Despite initial mixed reactions to the character, Akane's growth during the series earned praise. Chris Beveridge of The Fandom Post website was more optimistic based on her stronger behaviour. Silverman said that ever since her best friend's death at Shogo Makishima's hands, Akane underwent major character development due to how she views the law as well as bond with Kogami. In a later review, Dong said the character's uninteresting traits stop appearing in the second half of the series. Zoth appreciated her character arc in the climax as seen through Ginoza's perspective. Similarly, Bamboo Dong and Kotaku said, found her more appealing due to her character arc.

As for the second anime, Kotaku praised the differences between Akane and the new Inspector, Mika Shimotsuki. In anticipation of the movie, IGN writer Miranda Sanchez expected to see more interactions between Kogami and Akane due to Psycho-Pass 2 lacking that. However, she noted this bond was not fully explored. Jacob Chapman enjoyed Akane's interactions with Kogami in the role such as one scene where Akane starts comparing Kogami with the late villain Makishima. Otaku USAs Alexandria Hill also praised the first interactions between these two characters for its action as it contrasted with the heavy use of dialogue in the beginning. In the book Law and Justice in Japanese Popular Culture: From Crime Fighting Robots to Duelling Pocket Monsters, Akane is regarded as a person committed to following the law despite acknowledging its issues. This has a major impact on the supporting characters, most notably Kogami, due to how shock they are about Akane's values. Chris Beveridge of The Fandom Post praised the actions of both Kogami and Akane in the film. Akane's role in the film Providence was further praised for once again interacting with Kogami and being further developed than in previous works.

UK Anime Network liked Kana Hanazawa for the stronger tone she provided for her character in comparison to the previous works; UK Anime News enjoyed the English version. Crunchyroll praised her performance, most notably in the latest film Providence for being able to give Akane the same tone he gave him previous works.

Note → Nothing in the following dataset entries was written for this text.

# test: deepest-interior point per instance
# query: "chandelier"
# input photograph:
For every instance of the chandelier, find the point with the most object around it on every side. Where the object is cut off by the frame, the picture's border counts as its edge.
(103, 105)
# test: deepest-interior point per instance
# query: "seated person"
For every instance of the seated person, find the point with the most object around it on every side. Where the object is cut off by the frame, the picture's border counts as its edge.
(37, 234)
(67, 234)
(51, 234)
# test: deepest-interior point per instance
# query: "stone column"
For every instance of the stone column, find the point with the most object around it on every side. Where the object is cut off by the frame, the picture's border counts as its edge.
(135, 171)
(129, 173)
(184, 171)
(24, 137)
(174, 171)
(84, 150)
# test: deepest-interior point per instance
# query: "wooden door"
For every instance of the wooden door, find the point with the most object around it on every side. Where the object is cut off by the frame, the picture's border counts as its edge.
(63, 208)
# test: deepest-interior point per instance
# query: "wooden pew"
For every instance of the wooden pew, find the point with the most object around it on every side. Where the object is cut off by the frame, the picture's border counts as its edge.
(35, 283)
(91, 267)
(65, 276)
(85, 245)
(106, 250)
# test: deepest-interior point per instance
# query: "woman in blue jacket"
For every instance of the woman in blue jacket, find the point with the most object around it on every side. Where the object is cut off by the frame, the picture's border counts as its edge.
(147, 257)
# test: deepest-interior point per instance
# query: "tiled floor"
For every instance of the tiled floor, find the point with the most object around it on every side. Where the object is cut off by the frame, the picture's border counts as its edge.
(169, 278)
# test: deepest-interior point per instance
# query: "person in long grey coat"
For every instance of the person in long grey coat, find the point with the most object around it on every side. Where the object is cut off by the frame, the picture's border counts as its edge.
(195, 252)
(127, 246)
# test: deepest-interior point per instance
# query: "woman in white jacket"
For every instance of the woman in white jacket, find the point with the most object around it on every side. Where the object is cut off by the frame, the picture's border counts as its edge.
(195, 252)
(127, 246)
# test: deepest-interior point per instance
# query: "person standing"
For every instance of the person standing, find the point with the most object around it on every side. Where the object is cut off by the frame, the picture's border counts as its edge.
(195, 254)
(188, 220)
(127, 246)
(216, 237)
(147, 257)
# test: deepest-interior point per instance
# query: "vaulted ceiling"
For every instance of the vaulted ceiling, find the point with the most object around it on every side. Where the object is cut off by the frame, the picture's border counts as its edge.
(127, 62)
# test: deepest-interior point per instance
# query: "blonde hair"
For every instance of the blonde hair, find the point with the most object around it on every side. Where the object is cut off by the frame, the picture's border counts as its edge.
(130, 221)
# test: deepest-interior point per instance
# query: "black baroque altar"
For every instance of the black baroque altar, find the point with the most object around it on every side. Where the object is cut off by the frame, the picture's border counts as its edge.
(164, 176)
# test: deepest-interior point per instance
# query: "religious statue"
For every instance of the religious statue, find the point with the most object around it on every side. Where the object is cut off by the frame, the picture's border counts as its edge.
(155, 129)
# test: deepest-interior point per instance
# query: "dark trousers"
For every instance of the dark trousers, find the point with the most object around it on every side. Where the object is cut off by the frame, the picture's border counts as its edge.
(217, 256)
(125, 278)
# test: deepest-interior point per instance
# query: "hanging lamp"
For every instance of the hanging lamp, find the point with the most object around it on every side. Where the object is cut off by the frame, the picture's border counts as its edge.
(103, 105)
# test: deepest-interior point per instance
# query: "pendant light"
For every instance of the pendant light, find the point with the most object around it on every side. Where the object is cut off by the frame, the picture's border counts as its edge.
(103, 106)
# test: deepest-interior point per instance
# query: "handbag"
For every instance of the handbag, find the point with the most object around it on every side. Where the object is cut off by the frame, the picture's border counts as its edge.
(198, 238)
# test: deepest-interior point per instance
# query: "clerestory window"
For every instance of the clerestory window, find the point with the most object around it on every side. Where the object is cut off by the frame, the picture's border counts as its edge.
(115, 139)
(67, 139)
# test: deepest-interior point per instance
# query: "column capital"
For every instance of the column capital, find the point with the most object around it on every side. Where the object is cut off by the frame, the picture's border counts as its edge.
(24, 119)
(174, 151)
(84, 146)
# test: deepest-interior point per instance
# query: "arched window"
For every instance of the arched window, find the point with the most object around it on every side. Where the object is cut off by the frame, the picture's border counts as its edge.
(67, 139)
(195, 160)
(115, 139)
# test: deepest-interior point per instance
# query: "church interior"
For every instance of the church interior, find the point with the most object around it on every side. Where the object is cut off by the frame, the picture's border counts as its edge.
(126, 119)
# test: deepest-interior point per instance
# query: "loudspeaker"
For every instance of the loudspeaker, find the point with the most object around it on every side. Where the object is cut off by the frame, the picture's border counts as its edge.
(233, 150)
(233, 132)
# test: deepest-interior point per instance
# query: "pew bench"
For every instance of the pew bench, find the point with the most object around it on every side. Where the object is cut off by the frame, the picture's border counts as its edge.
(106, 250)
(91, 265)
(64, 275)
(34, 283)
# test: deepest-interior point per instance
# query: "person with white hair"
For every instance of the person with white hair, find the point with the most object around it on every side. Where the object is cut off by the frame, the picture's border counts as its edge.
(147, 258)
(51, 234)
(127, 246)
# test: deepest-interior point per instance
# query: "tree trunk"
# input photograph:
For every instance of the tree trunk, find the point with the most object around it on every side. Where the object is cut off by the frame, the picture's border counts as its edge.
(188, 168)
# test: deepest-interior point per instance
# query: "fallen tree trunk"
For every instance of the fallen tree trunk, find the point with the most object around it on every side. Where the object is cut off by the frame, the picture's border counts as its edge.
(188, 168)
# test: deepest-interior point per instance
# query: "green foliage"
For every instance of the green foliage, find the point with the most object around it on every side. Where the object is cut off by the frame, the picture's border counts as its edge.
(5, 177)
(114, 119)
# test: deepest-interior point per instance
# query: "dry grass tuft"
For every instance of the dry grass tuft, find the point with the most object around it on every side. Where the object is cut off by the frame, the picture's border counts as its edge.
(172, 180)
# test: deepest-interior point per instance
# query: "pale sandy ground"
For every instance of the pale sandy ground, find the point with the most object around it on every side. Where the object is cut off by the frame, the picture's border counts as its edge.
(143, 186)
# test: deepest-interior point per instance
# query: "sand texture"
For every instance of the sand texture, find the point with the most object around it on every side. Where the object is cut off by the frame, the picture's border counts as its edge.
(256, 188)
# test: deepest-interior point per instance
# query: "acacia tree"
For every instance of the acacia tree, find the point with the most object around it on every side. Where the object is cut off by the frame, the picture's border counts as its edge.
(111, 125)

Álvaro Rodríguez Sánchez from University of Salamanca described Akane as a strong character despite her aura of weakness thanks to her hero's journey explored across the television series. Kogami was found similar to Akane due to their sense of justice and caring personalities when working together but the Enforcer is different due to his dark past caused by his stress following his partner's death. Stopping Kogami from becoming a criminal is Akane's main objective in the climax which seems nearly possible when the two exchange their values. Akane is seen as a rookie hero due to how only her sees the true behind the Sybil System and manages to keep her strong sense of justice. However, her failure to stop Kogami was compared with Greek myths by the writer especially with the impact it has on one another.

===Popularity===
Akane also won the Miss Noitamina award in an official poll involving characters that appeared in noitamina television series. In the 2013 Newtype anime awards, Akane was voted the third-best female character. In 2015, she once again took that place. The same year, a Charapedia poll, which asked fans to list their favourite "cool" women in anime, had Akane placed 10th with 257 votes. In a 2019 poll by Anime! Anime! she was listed as the top character fans wanted to have as their boss.